We have a business requirement that wants to guarantee no more than 5 minutes of downtime per month. Additionally, we expect surges of traffic during major travel disruptions in events such as natural disasters, airport communication issues causing flight delays etc.
Any component of a system can be made scalable & elastic but in a large system we have to choose where we invest our efforts. We conducted an analysis an identified specific critical paths that we will invest the extra cost and effort to make scalable and elastic
Viewing bookings and receiving travel alerts have been as the main user journeys we need to guarantee uptime of. The Travel System API is inherently linked with alerts so that will need some extra considerations as well.

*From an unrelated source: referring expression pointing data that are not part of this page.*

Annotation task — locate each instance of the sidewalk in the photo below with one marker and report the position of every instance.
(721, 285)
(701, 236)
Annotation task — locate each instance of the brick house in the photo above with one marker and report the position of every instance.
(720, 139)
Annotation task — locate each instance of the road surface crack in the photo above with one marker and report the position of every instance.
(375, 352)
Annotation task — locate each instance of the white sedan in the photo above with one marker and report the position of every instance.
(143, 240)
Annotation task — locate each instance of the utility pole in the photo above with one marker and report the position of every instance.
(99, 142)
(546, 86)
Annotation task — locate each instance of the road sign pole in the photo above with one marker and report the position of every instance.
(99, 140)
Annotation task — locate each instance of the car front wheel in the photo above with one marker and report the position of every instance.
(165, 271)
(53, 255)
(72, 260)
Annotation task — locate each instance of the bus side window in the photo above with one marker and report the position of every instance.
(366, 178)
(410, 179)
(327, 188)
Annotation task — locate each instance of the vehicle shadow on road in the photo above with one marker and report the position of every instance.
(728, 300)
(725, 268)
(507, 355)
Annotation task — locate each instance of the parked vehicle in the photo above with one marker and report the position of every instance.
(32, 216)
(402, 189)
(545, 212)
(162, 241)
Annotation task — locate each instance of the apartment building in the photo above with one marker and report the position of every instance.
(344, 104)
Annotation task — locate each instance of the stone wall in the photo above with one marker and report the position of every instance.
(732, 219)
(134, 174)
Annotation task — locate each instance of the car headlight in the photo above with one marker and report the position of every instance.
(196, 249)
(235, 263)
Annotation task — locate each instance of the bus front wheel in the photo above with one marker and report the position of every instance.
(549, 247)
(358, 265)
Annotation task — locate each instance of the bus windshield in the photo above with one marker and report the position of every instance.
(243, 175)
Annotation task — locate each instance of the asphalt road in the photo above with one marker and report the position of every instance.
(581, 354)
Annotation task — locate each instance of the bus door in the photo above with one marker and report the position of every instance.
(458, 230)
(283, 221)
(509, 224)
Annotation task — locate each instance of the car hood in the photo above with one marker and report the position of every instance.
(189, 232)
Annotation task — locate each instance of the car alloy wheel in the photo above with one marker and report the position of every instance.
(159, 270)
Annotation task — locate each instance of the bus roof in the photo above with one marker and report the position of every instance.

Everything else will follow a standard set of service replication that balances cost & effort with the significance of downtime.
- We guarantee the essentials for completing a trip are available to users and meet the business' uptime goal.
- We are not overspending time and budget on areas of the Road Warrior where downtime is not preventing users from using the app effectively long-term.
- We considered whether a caching layer will be effective in removing the need to have elastic and scalable databases. While caching is effective for returning results quickly, it will come with questions about scaling itself. Ultimately we are not trying to speed up the process of retrieving bookings but rather to guarantee uptime. Therefor, we will use a database technology and cloud service that handle horizontal scaling and elasticity by design.